Doch nun kommt die Umsetzung, und diese liest sich wie ein Gewerkschaftsprogramm und könnte auch direkt von der Unia verfasst worden sein: Es sollen kürzere Arbeitszeiten gelten, die Umkleidezeit muss neu bezahlt werden, es soll höhere Zuschläge für Überzeit geben, Bereitschaftsdienst soll als Arbeitszeit voll entschädigt werden, Pikettdienst soll grosszügiger entschädigt werden. Dienstpläne müssen mindestens vier Wochen im Voraus bekannt gegeben werden, und Einsätze, die nicht im Dienstplan standen, sollen mit bis zu 50 Prozent Zuschlag entschädigt werden. Das wird richtig teuer. Es soll die Pflicht zum Abschluss von GAV eingeführt werden. Neu wollte der Bundesrat sogar noch ein Klagerecht für alle möglichen und unmöglichen Vereinigungen vorsehen, sofern sie seit mindestens zwei Jahren bestehen. Hinzu kommen Kontrollmechanismen ohne Ende, Datenerhebungen, Bürokratie - das wird richtig teuer.
Auch wenn noch niemand die genauen Kosten beziffern kann, eines ist klar: Die Vorlage wird einen massiven Prämienschub zur Folge haben. Wie Sie das Ihren Wählerinnen und Wählern beibringen wollen, ist mir schleierhaft. Und natürlich, zu schlechter Letzt, dürfen die Gewerkschaften den Vollzug kontrollieren und erhalten dafür wiederum Millionen, mit welchen sie uns dann bei jedem Abstimmungskampf das Leben schwer machen können.

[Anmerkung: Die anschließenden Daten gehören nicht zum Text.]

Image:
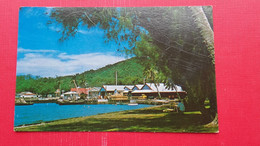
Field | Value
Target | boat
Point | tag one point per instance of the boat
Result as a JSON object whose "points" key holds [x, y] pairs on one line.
{"points": [[133, 103]]}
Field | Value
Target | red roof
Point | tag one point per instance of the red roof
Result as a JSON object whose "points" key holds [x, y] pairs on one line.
{"points": [[80, 90]]}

Man macht eigentlich gar kein Gesetz zum Schutz der Pflegenden, sondern man macht es, um sich einmal mehr richtig unanständig die Taschen zu füllen. Und natürlich wird die Pflege komplett verakademisiert. Bald braucht es einen Bachelor, um einen Nachttopf fachgerecht auszuleeren. Es wird uns mit der Umsetzung dieser Initiative kein zusätzliches Personal in der Pflege beschert, weil durch diese Erleichterungen alles gerade wieder ausgeglichen wird. Kürzere Arbeitszeit, grosszügigere Regelungen, höhere Zuschläge - das gibt am Schluss mehr Bedarf an Leuten, nicht weniger.

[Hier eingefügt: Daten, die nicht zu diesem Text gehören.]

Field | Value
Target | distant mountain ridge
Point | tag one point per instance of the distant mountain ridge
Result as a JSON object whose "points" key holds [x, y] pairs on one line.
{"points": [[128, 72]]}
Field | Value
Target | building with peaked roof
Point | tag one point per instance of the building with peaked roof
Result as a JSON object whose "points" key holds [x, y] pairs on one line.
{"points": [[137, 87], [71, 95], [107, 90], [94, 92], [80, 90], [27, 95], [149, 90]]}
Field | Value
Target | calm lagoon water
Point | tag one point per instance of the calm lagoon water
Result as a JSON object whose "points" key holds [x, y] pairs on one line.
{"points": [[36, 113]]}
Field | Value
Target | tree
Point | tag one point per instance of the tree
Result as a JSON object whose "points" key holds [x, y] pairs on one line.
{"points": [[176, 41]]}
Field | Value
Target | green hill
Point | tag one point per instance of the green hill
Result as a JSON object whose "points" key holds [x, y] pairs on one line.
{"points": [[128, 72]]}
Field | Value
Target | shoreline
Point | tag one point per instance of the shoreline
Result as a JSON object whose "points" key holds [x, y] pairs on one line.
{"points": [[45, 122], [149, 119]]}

Nicht nur wir von der SVP haben Angst vor diesem Sonderfall-Bundesgesetz. Auch die Verbände sind alarmiert. Sie sagen nämlich: Es wird ein Weg beschritten, der unüblich ist und einen schweren Eingriff in die Sozialpartnerschaft darstellt. Das Arbeitsgesetz hat den Anspruch, für den Gesundheitsschutz aller Mitarbeitenden zu sorgen, und in der Pflege soll nun plötzlich ein ganz eigener Weg beschritten werden. Hier liegt ein Sonderfall vor. Es wird unbezahlbar - glauben Sie mir.
Wenn daraufhin die anderen Berufe, zumindest im Gesundheitsbereich, alle die gleichen Rechte fordern, dann gute Nacht! Hat denn jemand das Gefühl, dass die anderen Angestellten der gleichen Institution, zum Beispiel die Putzfrau oder wer auch immer dort in der Küche arbeitet, nicht die gleichen Rechte wollen? Wenn Sie diese Büchse der Pandora jetzt öffnen, bringen Sie sie nie mehr zu.

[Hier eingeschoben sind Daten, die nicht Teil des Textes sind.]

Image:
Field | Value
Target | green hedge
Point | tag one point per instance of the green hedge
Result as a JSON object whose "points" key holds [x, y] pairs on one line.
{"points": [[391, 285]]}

Kein Wunder, dass wir die Rückweisung an den Bundesrat fordern. Es sei ihnen gegönnt, aber dann sagen Sie bitte, wie wir das bezahlen können - nicht wie bei der 13.[NB]AHV-Rente. Wir müssen die Mehrkosten bei der Grundversicherung einsparen; damit hätten wir wenigstens dieses unbezahlbare Gesetz einigermassen kompensiert.
Helfen Sie also mit, die Vorlage mit diesem Auftrag an den Bundesrat zurückzuweisen.